Comparative transcriptome and metabolome analysis suggests bottlenecks that limit seed and oil yields in transgenic Camelina sativa expressing diacylglycerol acyltransferase 1 and glycerol-3-phosphate dehydrogenase

Background Camelina sativa has attracted much interest as alternative renewable resources for biodiesel, other oil-based industrial products and a source for edible oils. Its unique oil attributes attract research to engineering new varieties of improved oil quantity and quality. The overexpression of enzymes catalyzing the synthesis of the glycerol backbone and the sequential conjugation of fatty acids into this backbone is a promising approach for increasing the levels of triacylglycerol (TAG). In a previous study, we co-expressed the diacylglycerol acyltransferase (DGAT1) and glycerol-3-phosphate dehydrogenase (GPD1), involved in TAG metabolism, in Camelina seeds.
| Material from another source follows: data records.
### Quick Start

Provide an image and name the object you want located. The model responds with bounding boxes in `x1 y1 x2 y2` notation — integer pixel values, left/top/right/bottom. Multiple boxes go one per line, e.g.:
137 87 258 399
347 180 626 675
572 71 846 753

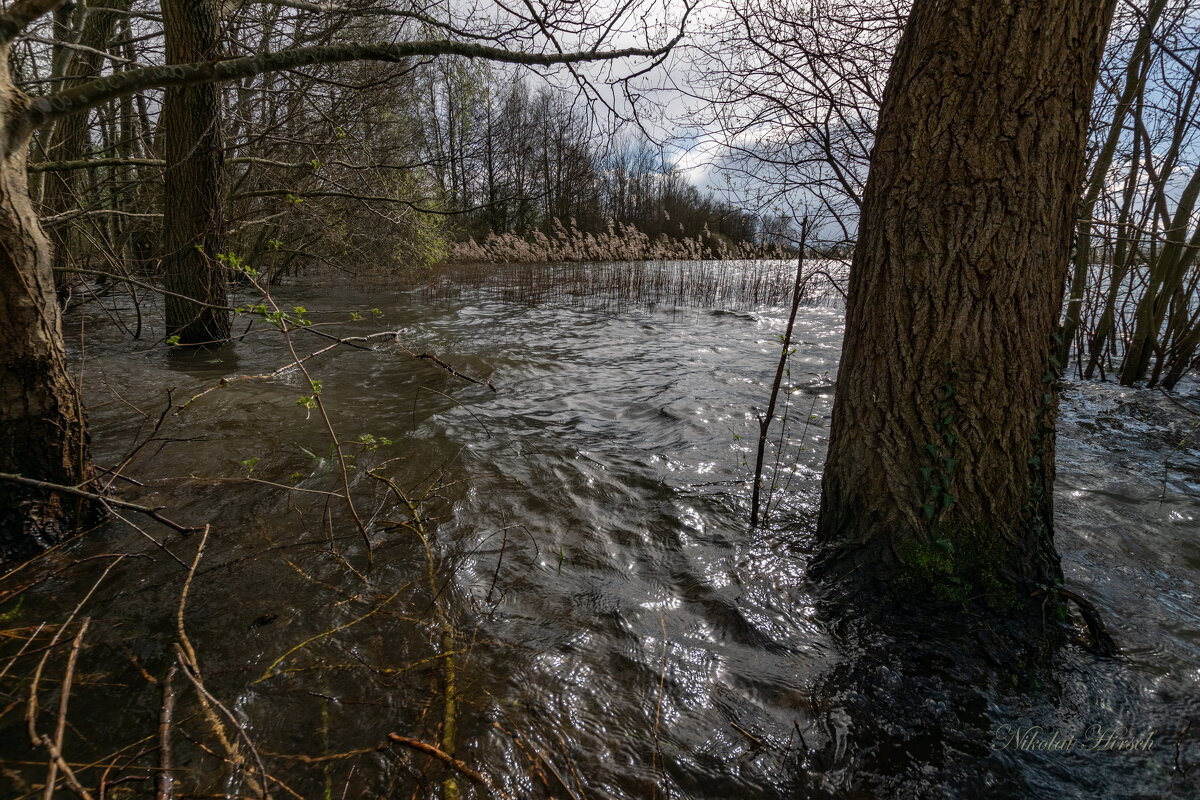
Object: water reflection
0 263 1200 799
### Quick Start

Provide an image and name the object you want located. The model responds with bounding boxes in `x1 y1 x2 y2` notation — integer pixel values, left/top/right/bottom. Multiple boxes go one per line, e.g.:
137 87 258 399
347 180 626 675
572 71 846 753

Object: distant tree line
28 0 764 290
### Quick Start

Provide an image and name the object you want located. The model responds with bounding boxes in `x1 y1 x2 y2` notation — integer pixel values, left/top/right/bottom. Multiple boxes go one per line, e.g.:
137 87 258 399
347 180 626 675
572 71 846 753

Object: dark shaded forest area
0 0 1200 800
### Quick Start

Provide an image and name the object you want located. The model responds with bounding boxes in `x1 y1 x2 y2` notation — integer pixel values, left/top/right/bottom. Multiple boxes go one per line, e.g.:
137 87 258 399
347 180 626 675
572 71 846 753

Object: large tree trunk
162 0 232 344
812 0 1115 606
0 54 92 563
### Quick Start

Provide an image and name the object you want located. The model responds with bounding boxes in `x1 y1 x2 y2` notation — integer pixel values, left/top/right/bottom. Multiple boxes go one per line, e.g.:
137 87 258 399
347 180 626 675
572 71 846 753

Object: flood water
0 265 1200 799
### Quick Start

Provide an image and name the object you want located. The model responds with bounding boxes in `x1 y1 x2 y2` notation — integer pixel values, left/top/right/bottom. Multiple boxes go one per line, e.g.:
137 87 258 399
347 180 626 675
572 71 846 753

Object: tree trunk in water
42 0 128 290
811 0 1115 608
162 0 232 344
0 56 94 563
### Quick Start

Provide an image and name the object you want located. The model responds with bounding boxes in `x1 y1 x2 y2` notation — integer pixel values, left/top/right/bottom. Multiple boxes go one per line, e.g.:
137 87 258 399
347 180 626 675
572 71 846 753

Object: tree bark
811 0 1115 607
42 0 128 290
162 0 232 345
0 50 94 563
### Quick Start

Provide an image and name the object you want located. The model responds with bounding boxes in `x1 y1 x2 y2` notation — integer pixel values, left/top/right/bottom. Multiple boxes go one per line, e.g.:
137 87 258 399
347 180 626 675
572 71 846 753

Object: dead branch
388 733 512 800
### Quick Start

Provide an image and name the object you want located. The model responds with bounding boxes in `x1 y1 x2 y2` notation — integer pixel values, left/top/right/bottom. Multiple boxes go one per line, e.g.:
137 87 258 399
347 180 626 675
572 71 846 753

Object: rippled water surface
0 261 1200 799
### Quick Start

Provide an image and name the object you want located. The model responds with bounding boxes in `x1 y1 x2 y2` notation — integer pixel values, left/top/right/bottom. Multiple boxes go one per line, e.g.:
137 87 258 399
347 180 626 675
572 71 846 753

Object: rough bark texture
162 0 232 344
812 0 1115 604
0 51 91 563
42 0 128 289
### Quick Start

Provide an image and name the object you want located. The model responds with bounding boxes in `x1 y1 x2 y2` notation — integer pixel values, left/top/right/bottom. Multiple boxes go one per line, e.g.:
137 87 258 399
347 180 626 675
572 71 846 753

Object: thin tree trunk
811 0 1115 606
162 0 232 344
0 53 92 563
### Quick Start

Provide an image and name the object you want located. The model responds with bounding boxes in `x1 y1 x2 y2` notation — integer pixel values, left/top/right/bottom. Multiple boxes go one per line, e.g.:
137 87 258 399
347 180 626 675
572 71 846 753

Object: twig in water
388 733 512 800
41 618 91 800
0 473 200 536
155 664 178 800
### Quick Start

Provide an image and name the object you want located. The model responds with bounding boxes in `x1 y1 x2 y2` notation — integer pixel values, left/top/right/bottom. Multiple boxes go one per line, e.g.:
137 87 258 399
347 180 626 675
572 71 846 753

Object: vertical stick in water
750 217 809 528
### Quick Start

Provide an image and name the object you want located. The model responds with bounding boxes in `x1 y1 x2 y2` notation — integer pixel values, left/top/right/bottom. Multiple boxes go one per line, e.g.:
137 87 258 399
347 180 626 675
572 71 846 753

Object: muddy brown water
0 265 1200 799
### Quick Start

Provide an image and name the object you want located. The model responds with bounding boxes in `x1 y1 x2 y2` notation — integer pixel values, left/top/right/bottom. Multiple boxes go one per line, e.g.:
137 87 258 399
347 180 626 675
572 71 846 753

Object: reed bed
419 259 842 312
446 219 794 264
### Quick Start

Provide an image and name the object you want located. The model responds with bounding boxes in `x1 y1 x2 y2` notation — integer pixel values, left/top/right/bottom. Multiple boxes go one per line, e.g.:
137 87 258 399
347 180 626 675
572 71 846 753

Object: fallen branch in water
388 733 512 800
0 473 203 536
1055 587 1117 656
Transgenic plants exhibited a higher-percentage seed oil content, a greater seed mass, and overall improved seed and oil yields relative to wild-type plants. To further increase seed oil content in Camelina, we utilized metabolite profiling, in conjunction with transcriptome profiling during seed development to examine potential rate-limiting step(s) in the production of building blocks for TAG biosynthesis.